Angie Walsh is a retired second-grade teacher, which is evidenced by many of the home’s decorations. Displayed are two letters from the same student – one he wrote to express his appreciation for her as a second-grader, and the other he wrote to thank her as he was going off to college at Eastern Illinois University.
The Walshes knocked out some walls to open up the area between the kitchen and the living room, creating one large space. They had a green shag carpet removed to reveal the original oak floor.
One of the home’s most unique furnishings is a kitchen island made from an old square grand piano that Anne Prillaman bought from a funeral home. The Prillamans had three sons; one named Tom was married to a woman named Jean who passed away in the midst of remodeling. As a tribute to her, the Walshes covered the back of the piano island with the sheet music for the parlor song “Jeanie with the Light Brown Hair.”
The largely glass porch gets a lot of solar heat, so on cooler days the Walshes leave the door open and let it heat the rest of the home.
The living room has a table that Jim Walsh made from a wheel from one of his father’s wagons and has corn and soybeans in the center of it, under glass.
The office has a window that used to be in the kitchen.
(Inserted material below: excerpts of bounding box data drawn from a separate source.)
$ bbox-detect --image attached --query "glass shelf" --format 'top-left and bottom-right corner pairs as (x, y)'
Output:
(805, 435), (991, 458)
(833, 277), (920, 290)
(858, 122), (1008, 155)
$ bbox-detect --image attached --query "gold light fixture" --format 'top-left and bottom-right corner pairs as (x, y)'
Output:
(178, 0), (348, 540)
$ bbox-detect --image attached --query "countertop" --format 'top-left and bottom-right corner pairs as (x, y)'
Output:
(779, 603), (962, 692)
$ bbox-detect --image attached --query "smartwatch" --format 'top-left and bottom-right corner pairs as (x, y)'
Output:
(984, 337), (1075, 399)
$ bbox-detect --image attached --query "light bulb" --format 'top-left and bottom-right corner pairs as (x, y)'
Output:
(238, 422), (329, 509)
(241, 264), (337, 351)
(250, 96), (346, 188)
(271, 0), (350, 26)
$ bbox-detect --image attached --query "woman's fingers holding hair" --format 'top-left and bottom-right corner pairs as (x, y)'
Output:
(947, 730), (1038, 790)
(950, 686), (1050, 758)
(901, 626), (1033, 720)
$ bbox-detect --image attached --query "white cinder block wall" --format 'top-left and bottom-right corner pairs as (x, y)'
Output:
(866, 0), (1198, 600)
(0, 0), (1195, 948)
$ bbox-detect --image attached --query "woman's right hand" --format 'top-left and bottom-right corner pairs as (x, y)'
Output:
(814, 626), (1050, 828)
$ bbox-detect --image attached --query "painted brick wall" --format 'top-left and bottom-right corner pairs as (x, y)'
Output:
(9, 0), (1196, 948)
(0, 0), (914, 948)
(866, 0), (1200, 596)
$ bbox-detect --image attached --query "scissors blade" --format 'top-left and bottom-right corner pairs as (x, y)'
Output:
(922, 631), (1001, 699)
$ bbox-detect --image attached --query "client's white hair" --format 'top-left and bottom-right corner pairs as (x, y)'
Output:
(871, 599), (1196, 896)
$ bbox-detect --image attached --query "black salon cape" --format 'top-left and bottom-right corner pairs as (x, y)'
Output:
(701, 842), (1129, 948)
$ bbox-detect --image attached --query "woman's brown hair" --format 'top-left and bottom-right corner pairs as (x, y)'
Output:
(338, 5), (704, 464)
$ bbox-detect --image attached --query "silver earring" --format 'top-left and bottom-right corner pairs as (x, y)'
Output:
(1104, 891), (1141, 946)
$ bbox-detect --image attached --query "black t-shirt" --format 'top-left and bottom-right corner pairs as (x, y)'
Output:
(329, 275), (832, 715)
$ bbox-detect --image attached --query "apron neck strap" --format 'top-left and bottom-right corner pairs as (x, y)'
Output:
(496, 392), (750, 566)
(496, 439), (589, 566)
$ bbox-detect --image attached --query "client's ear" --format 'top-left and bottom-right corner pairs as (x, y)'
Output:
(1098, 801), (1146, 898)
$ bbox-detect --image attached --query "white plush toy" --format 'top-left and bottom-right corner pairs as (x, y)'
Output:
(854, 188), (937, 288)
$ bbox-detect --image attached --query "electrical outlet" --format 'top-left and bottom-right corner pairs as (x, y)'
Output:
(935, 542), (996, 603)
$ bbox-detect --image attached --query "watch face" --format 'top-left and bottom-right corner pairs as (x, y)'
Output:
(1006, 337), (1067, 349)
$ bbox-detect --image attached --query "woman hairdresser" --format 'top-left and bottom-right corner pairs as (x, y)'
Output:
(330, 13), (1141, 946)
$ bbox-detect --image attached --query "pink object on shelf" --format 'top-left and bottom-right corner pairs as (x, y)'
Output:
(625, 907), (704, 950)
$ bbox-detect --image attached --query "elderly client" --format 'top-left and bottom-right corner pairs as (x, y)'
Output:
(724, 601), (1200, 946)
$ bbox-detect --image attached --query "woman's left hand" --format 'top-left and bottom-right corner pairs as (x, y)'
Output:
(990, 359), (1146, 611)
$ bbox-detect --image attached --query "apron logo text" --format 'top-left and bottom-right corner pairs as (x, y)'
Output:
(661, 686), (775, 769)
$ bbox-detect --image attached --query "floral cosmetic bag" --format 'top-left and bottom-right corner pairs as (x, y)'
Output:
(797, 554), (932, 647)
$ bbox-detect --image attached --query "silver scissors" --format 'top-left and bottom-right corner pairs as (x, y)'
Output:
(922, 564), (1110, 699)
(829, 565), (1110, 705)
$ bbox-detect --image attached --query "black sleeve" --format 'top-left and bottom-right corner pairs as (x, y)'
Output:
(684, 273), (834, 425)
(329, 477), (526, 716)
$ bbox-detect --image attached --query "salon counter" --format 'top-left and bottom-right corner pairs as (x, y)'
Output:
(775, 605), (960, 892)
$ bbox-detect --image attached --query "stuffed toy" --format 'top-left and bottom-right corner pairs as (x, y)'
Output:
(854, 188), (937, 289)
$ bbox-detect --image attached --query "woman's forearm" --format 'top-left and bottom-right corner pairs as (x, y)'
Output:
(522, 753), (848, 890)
A valance at the top was created from bedrails that the Walshes found in the attic. The walls’ farm decorations include a bill of sale from a farm sale, a photo with a coon dog and the house from the dairy farm where Burdette Walsh once lived.
The master bedroom has a gas fireplace that the Walshes’ cat, Shirley, enjoys warming herself in front of. A door was switched to make more of a master bathroom. What was originally a sewing room was changed into a laundry room and a guest bathroom with a beach theme. A linen closet that was painted white was stripped to reveal the wood beneath. Angie Walsh’s great-aunt’s brass bed sits in a guest room with a nature theme. A vintage window serves as a collage-style frame to display various kinds of leaves in the divided panes of glass.
One of Angie Walsh’s most treasured furnishings is a cradle built by her great-grandfather, Jacob Klein, in 1876. It has held generations of babies in her family, and she even made a small plaque for it to explain its history.
One of the home’s most unusual features is a basement bomb shelter with doors that open in, which Jack Prillaman added. Prillaman, who had been a tail gunner during World War II, even had flak jackets and bunk beds in the concrete-reinforced cinder block shelter; a safe there is too heavy to be moved, and the Walshes don’t know if there’s anything inside.
Both of the Walshes’ children are grown and out of the house, so it’s just Jim and Angie living in the large farmhouse. “It’s amazing how much of the house we live in,” Angie said.
Jim Walsh said the home’s many windows are one of his favorite parts about it. “We have a view, no matter what room we’re in,” he said.
Jim Walsh gives credit to Eric Rademacher of Gifford for designing the kitchen and to Stan Remole and Dave Carter of Potomac for all of their carpentry work on the home. “They’re craftsmen,” he said.